During three years of work, Ives and Humphrey examined the skeletons found in the territory that at that time covered the Roman Empire and its “ecumene” – from the south of Spain to northern England. Traces of rickets were found in every twentieth child, most often in infants: scientists associate this with the tradition of the time that ordered to keep the kids at home where their mothers bothered and not stand on the street. More often than not, the disease was found in people in Britain – perhaps because of the local cloudy climate.

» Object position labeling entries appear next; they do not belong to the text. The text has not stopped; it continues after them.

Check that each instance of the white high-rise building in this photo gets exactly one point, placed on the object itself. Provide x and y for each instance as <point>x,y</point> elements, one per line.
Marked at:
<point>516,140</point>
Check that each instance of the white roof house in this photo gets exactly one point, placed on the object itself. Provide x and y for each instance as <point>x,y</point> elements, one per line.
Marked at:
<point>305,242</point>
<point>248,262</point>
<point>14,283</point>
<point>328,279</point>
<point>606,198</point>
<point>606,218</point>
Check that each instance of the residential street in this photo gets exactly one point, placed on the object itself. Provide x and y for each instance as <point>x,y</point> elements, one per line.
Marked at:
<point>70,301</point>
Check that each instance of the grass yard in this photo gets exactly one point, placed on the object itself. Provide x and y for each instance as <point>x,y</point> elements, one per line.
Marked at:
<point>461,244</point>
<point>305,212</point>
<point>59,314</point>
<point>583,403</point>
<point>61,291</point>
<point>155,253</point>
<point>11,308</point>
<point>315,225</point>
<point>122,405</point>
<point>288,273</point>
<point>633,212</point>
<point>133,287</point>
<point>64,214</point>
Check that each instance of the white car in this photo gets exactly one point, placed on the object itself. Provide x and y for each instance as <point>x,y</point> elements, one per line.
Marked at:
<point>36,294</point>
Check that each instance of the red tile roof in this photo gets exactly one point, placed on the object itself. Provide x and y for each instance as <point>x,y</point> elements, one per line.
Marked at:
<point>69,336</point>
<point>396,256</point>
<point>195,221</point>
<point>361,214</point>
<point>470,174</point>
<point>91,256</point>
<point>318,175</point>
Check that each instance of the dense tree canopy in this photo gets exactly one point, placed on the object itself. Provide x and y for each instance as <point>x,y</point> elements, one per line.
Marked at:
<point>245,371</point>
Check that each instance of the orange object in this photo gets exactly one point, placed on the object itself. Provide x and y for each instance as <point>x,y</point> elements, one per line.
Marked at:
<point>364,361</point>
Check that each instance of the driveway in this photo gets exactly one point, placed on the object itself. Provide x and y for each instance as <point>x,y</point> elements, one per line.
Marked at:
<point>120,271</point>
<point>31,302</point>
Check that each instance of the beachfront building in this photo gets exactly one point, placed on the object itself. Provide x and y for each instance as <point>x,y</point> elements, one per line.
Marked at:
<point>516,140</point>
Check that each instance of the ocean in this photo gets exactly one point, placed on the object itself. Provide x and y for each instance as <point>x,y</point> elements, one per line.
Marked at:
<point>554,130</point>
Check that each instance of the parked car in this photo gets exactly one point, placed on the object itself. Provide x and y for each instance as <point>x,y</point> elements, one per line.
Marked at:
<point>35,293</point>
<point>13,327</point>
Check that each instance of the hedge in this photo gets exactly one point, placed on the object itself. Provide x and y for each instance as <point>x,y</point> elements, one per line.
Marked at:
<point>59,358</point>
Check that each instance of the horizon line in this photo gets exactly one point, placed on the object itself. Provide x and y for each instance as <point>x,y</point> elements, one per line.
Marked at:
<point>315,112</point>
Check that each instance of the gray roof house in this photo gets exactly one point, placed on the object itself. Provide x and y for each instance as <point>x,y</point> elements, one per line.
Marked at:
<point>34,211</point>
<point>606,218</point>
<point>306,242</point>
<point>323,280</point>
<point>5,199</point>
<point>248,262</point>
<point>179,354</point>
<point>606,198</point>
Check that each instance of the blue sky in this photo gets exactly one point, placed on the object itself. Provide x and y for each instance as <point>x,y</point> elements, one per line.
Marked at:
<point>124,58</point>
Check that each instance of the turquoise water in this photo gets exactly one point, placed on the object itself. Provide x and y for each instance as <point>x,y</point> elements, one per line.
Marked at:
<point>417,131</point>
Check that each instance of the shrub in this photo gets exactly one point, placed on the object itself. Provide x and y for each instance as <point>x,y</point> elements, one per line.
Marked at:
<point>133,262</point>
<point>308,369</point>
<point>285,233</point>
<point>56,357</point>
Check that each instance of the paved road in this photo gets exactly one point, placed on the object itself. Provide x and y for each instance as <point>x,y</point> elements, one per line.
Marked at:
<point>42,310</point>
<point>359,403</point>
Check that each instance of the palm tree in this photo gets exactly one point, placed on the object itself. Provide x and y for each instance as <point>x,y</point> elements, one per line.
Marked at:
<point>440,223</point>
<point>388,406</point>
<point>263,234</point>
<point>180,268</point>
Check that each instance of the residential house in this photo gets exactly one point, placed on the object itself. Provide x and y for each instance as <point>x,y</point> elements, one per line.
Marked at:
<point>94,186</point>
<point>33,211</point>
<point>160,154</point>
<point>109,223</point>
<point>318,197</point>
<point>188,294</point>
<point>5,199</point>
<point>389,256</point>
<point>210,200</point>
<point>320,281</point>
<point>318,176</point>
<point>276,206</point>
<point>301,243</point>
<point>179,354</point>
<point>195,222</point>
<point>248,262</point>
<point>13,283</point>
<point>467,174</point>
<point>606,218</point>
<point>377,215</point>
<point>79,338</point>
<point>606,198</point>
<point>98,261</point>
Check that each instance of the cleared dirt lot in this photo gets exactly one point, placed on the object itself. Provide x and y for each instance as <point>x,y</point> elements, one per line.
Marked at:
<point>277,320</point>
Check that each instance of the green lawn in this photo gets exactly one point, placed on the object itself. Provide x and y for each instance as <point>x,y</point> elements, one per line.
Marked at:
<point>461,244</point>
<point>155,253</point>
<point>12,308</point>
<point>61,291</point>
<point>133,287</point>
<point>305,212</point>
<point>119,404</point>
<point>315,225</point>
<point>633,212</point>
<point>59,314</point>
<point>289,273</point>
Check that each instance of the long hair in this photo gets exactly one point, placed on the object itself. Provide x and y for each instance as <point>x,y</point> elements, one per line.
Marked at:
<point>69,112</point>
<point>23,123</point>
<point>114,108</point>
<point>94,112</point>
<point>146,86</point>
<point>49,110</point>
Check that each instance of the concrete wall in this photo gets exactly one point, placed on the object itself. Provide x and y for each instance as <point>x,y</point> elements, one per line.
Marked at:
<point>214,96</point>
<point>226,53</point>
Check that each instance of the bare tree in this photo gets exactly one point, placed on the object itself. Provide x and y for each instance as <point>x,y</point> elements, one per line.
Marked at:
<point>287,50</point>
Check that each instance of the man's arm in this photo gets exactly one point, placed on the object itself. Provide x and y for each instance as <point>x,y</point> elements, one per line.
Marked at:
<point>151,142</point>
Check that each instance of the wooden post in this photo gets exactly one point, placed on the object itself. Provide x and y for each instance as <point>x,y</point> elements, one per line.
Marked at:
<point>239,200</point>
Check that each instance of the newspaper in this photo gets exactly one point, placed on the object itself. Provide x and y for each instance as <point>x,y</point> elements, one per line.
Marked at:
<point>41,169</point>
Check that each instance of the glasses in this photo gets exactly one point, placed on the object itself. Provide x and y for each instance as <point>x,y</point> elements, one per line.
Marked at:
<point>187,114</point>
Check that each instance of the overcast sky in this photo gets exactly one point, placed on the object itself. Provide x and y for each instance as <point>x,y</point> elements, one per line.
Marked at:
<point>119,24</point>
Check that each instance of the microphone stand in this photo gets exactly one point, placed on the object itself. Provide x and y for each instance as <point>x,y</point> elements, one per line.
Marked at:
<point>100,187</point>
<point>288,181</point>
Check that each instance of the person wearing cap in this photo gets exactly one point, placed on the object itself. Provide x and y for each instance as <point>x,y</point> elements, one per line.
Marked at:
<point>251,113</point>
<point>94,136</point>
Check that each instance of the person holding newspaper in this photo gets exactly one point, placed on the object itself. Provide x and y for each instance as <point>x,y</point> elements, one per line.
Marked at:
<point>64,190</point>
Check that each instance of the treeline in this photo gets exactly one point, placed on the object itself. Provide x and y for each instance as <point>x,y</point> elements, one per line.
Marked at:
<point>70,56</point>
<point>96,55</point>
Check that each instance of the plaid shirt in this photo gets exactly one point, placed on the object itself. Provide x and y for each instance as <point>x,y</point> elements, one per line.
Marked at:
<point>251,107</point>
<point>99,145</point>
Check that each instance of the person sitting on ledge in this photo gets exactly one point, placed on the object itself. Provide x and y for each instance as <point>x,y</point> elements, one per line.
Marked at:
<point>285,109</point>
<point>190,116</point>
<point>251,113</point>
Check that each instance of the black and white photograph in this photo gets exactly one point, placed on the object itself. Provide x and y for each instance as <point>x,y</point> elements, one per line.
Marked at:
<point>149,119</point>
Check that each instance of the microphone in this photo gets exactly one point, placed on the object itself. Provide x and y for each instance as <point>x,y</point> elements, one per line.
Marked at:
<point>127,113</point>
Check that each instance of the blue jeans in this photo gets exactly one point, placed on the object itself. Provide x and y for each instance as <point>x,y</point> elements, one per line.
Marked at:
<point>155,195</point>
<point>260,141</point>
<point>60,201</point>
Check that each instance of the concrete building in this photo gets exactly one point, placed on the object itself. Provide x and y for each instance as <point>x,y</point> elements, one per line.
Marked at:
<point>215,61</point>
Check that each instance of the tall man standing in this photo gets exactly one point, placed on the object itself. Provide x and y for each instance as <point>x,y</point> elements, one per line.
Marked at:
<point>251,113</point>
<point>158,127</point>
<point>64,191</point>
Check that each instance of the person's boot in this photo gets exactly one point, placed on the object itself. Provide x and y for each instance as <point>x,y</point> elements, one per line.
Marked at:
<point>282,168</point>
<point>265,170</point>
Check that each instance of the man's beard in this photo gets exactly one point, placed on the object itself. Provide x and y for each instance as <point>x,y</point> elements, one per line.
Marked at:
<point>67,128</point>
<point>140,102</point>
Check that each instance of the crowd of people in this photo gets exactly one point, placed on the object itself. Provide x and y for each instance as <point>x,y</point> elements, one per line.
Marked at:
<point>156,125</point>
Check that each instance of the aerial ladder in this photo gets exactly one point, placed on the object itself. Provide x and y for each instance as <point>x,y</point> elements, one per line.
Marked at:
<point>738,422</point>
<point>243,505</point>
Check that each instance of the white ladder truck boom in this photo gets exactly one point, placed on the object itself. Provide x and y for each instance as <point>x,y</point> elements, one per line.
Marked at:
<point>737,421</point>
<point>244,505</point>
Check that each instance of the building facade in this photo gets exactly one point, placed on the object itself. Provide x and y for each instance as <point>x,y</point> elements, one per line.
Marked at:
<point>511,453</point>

Rickets develop in infants who do not receive enough vitamin D. In severe cases, this leads to the defeat of the skeleton, internal organs, nervous system, psyche. Although the first mention of rickets dates back to the first centuries of our era, it is believed that the disease spread to the masses only after the Industrial Revolution and the relocation of millions of people to gloomy, shrouded factory towns of the XIX century. To connect it with hypovitaminosis it was possible only in the beginning of XX century.
However, a new work by Megan Brickley from the Canadian University of McMaster and her British colleagues shows that rickets was common even in the Ancient World. Their study of 2787 skeletal remains in 18 burial places of Antiquity found on many the characteristic consequences of a disease known to people 2000 years ago. Scientists write about this in an article that is being prepared for publication in the American Journal of Physical Anthropology; Shortly about their work tells Historic England.
During three years of work, Ives and Humphrey examined the skeletons found in the territory that at that time covered the Roman Empire and its “ecumene” – from the south of Spain to northern England. Traces of rickets were found in every twentieth child, most often in infants: scientists associate this with the tradition of the time that ordered to keep the kids at home where their mothers bothered and not stand on the street. More often than not, the disease was found in people in Britain – perhaps because of the local cloudy climate.